Zimbabweans know life is getting tougher. For them, it's just a matter of bracing for more misery and uncertainty every time they are hit with new inflation figures.
"Things are already very bad. I cannot readily find sugar, salt, milk, beef and a lot other things. I spend many days running around, scrounging to get these basics, so obviously I cannot relate to any suggestion that life is going to get harder," said a 30-year-old clothing salesman in Harare.
"How am I expected to relate to such futuristic figures without imagining that such horrendous hardships will mean death for us," he told a Reuters correspondent, a wary eye darting to see if anybody was listening to the conversation.
Like many others, he fears any criticism of President Robert Mugabe could be risky as security forces crack down on dissent.

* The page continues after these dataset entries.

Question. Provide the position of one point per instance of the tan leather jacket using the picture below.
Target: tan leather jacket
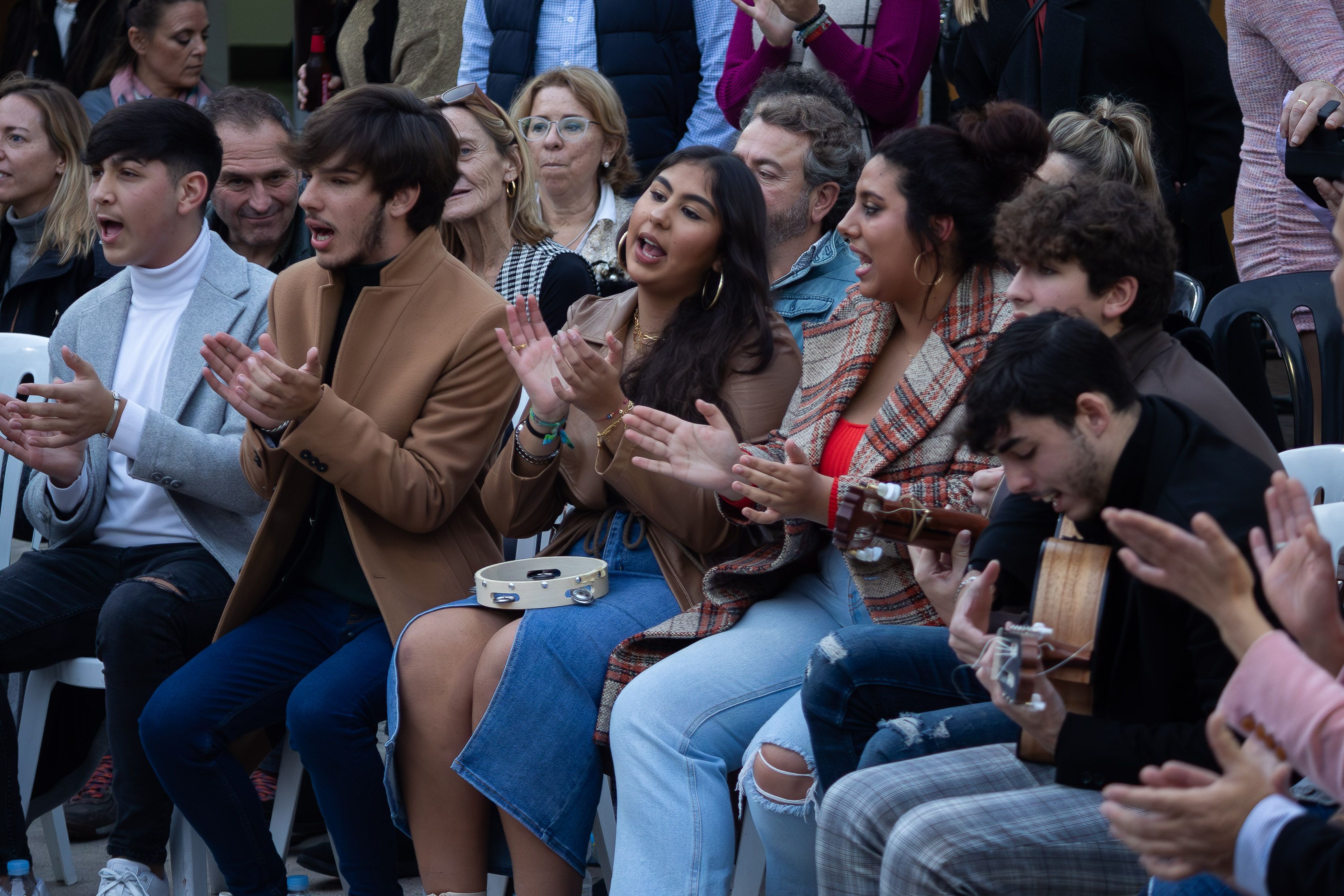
(683, 523)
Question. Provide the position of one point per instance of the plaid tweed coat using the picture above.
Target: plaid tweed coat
(912, 441)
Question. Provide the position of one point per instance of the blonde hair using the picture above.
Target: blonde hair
(1112, 142)
(69, 226)
(968, 10)
(525, 209)
(592, 89)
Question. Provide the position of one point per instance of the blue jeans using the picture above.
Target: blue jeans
(685, 723)
(319, 665)
(886, 694)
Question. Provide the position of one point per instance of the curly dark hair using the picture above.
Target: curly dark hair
(1108, 228)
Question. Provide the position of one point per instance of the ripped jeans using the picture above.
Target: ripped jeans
(886, 694)
(682, 726)
(144, 612)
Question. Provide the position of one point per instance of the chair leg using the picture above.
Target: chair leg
(749, 874)
(33, 722)
(604, 832)
(187, 856)
(58, 846)
(287, 799)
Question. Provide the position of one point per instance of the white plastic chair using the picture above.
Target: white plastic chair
(1330, 520)
(1320, 468)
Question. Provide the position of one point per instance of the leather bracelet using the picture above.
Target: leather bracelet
(527, 456)
(116, 406)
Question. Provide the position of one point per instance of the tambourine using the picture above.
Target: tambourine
(542, 582)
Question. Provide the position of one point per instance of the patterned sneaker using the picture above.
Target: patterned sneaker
(124, 878)
(92, 812)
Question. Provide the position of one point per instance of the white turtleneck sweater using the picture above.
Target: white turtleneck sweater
(139, 512)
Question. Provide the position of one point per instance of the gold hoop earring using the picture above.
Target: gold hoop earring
(717, 293)
(920, 258)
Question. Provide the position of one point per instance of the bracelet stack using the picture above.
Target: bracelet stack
(527, 456)
(620, 418)
(814, 27)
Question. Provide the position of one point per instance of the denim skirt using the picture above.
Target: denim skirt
(533, 753)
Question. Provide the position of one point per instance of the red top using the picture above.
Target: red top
(835, 463)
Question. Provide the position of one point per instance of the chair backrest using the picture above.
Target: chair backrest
(1330, 520)
(1189, 297)
(1320, 468)
(1275, 299)
(23, 358)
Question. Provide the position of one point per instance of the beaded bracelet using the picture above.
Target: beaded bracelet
(527, 456)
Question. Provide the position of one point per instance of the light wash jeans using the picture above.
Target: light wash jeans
(682, 726)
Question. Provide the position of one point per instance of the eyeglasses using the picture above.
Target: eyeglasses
(537, 128)
(464, 92)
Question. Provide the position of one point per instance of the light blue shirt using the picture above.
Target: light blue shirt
(566, 37)
(1256, 842)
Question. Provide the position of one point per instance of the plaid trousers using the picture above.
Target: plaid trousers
(968, 823)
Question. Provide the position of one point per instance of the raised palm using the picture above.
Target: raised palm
(699, 455)
(775, 26)
(529, 347)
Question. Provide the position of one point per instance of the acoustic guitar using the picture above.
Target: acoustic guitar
(865, 515)
(1065, 613)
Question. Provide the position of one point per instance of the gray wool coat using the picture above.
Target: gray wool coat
(190, 446)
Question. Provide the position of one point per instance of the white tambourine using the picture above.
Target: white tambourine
(541, 582)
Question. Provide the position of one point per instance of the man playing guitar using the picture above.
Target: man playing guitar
(1055, 403)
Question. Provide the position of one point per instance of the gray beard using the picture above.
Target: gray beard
(791, 222)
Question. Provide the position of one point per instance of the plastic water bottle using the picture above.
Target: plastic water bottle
(18, 870)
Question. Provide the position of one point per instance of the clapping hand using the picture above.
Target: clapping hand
(1299, 577)
(787, 491)
(530, 348)
(699, 455)
(775, 26)
(588, 381)
(62, 465)
(73, 412)
(1185, 820)
(259, 385)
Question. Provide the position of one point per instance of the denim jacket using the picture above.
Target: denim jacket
(816, 284)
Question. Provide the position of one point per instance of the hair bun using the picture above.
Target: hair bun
(1008, 140)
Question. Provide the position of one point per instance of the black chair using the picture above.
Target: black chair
(1273, 299)
(1187, 297)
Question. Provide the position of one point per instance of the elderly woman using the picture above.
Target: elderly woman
(576, 129)
(161, 54)
(493, 221)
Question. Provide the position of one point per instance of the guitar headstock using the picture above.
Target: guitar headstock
(859, 513)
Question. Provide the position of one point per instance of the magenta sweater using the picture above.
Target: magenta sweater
(883, 80)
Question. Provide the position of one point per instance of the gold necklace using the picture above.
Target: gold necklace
(640, 336)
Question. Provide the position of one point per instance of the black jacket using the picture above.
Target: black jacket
(47, 288)
(1166, 54)
(1159, 665)
(33, 47)
(646, 49)
(1307, 859)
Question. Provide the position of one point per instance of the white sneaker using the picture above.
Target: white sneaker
(124, 878)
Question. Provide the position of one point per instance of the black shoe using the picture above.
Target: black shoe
(320, 859)
(92, 813)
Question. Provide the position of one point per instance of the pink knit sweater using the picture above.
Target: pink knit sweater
(882, 78)
(1272, 47)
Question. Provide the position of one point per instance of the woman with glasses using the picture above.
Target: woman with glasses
(493, 221)
(576, 129)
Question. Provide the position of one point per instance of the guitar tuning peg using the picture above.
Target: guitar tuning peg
(889, 491)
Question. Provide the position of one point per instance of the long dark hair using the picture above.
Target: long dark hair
(691, 358)
(140, 14)
(965, 172)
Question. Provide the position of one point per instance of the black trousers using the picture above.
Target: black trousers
(144, 612)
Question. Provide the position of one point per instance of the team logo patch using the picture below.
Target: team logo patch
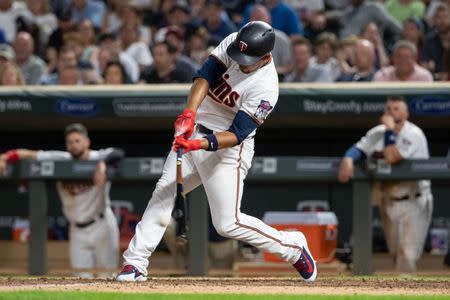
(263, 110)
(242, 46)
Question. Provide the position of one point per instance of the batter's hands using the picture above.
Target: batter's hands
(346, 170)
(3, 166)
(100, 174)
(388, 121)
(184, 125)
(187, 145)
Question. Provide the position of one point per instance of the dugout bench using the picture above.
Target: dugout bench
(264, 169)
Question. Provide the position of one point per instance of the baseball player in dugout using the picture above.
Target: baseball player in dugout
(405, 206)
(93, 233)
(232, 94)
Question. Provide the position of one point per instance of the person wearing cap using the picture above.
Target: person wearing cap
(413, 31)
(216, 23)
(6, 53)
(93, 231)
(401, 10)
(404, 66)
(32, 66)
(88, 9)
(10, 12)
(232, 94)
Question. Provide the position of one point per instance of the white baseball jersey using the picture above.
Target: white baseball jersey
(406, 221)
(82, 201)
(411, 143)
(95, 246)
(255, 93)
(221, 172)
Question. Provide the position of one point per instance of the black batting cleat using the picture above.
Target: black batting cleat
(305, 265)
(130, 273)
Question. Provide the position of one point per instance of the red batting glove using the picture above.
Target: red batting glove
(184, 125)
(187, 145)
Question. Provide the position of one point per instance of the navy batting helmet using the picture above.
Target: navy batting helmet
(252, 42)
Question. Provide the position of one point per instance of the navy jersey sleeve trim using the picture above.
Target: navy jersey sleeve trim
(242, 125)
(211, 70)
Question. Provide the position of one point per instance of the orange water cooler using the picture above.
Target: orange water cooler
(320, 228)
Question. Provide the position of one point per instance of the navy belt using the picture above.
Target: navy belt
(406, 197)
(88, 223)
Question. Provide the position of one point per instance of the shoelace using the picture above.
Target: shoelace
(128, 269)
(301, 264)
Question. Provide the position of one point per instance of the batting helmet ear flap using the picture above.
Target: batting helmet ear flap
(252, 42)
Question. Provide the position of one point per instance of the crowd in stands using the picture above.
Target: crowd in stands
(72, 42)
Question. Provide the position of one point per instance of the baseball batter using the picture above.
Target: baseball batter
(93, 233)
(405, 206)
(232, 94)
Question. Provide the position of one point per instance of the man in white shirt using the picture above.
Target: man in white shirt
(405, 206)
(232, 94)
(94, 232)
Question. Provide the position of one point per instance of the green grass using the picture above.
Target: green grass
(36, 295)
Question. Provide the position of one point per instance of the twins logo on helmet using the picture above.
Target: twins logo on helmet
(263, 110)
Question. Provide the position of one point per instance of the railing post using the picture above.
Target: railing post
(362, 228)
(198, 232)
(37, 204)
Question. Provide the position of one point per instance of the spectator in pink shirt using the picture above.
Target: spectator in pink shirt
(404, 66)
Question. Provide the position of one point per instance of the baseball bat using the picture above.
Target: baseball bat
(179, 211)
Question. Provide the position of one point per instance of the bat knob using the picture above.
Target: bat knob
(181, 240)
(177, 213)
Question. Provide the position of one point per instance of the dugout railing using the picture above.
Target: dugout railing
(265, 169)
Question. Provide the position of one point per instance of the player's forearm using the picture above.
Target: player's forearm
(225, 139)
(391, 154)
(21, 154)
(198, 92)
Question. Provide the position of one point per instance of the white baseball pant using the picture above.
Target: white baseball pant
(222, 174)
(95, 246)
(405, 226)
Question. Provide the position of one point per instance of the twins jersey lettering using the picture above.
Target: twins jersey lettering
(221, 172)
(256, 93)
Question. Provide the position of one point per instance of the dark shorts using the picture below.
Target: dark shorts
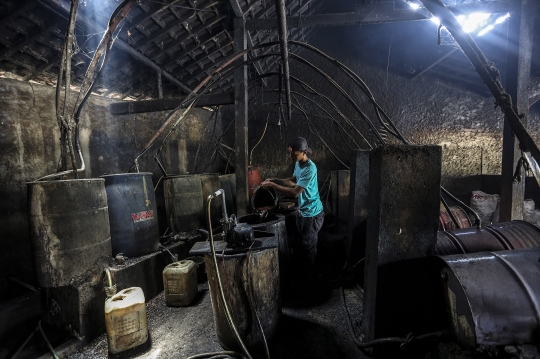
(308, 230)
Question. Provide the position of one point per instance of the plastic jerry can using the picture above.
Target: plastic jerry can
(125, 320)
(180, 283)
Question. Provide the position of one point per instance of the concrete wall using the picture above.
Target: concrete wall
(29, 143)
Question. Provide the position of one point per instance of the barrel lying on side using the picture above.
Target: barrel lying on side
(69, 229)
(495, 237)
(494, 297)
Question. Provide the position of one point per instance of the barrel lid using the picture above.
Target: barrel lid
(80, 180)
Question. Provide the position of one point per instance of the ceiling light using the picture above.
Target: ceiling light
(473, 21)
(502, 18)
(485, 30)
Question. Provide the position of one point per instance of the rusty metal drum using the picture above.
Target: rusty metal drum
(495, 237)
(69, 229)
(132, 213)
(494, 297)
(446, 223)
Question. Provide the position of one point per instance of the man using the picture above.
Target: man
(303, 185)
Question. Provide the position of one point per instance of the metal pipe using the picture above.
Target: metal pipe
(227, 311)
(487, 71)
(282, 28)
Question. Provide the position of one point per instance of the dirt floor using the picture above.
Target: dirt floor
(318, 330)
(313, 323)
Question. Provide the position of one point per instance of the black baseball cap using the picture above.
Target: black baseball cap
(299, 144)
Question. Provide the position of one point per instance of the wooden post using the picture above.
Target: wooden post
(241, 119)
(160, 85)
(519, 52)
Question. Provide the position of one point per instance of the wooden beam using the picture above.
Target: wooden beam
(203, 27)
(21, 7)
(42, 68)
(129, 107)
(142, 42)
(241, 120)
(518, 70)
(85, 23)
(534, 95)
(377, 13)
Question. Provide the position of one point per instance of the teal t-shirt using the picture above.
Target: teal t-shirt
(309, 202)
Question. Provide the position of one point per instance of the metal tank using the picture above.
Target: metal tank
(132, 213)
(251, 285)
(183, 203)
(274, 223)
(494, 297)
(446, 223)
(495, 237)
(69, 229)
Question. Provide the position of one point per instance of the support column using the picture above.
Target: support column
(402, 221)
(518, 70)
(241, 120)
(358, 207)
(160, 85)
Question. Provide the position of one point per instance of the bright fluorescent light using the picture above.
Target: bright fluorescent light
(502, 18)
(485, 30)
(472, 21)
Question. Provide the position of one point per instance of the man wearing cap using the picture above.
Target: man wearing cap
(303, 185)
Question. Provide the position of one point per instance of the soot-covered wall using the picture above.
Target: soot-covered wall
(30, 147)
(426, 110)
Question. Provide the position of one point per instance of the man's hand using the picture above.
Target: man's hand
(267, 184)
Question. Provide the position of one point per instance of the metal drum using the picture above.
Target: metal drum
(495, 237)
(228, 183)
(69, 229)
(264, 199)
(184, 203)
(132, 213)
(494, 297)
(446, 223)
(274, 223)
(251, 285)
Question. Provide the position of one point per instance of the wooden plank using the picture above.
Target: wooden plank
(241, 120)
(377, 13)
(85, 24)
(521, 30)
(129, 107)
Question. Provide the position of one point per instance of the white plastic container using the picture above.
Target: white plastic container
(180, 283)
(125, 320)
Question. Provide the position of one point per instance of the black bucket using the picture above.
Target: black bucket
(132, 213)
(274, 223)
(69, 229)
(264, 199)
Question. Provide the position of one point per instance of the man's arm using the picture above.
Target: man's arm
(287, 191)
(285, 182)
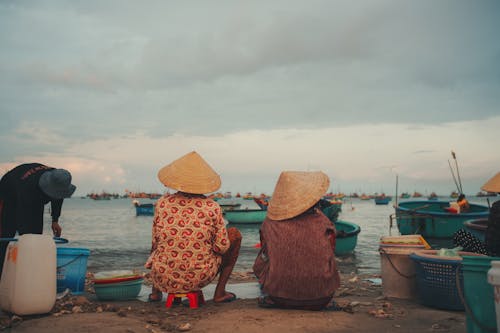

Thousands of miles away in Maputo, Abdoulaye Bio Tchane, director of the IMF's Africa department, expressed concerns in an interview with Reuters that Zimbabwe's inflation rate could climb above 100,000 percent by the end of the year.
Deeper hardships were beyond the imagination of many Zimbabweans, struggling to cope with empty shelves at stores amid severe shortages of basic foodstuffs and other vital goods.
Many urban residents are also struggling with water, electricity and transport shortages in a country once viewed as southern Africa's breadbasket.
Broken sewage pipes have left almost an unbearable stench around some poor housing estates. High unemployment and rising poverty have broken many Zimbabweans. All this, officially under an inflation rate of over 4,500 percent.
Zimbabwe's central bank said it will issue higher denominated bank notes on Wednesday to help consumers cope with hyperinflation ravaging the country.
But previous measures designed to rescue the economy failed to raise spirits on Zimbabwe's streets. Henry, a Harare newspaper vendor, said his family has not been able to buy any bread in the past week.
"There is very little bread in the shops, and I am sure bread and all the other things will be very, very expensive by the end of the year," he said when asked about the IMF's bleak inflation prediction.
"I don't know what the actual costs will be but I know that I, and the majority of people here, will not be able to afford them."
Political and economic analysts see no end in sight to the economic crisis pressuring Mugabe, who remains defiant, accusing opponents and Western powers of plotting to oust him.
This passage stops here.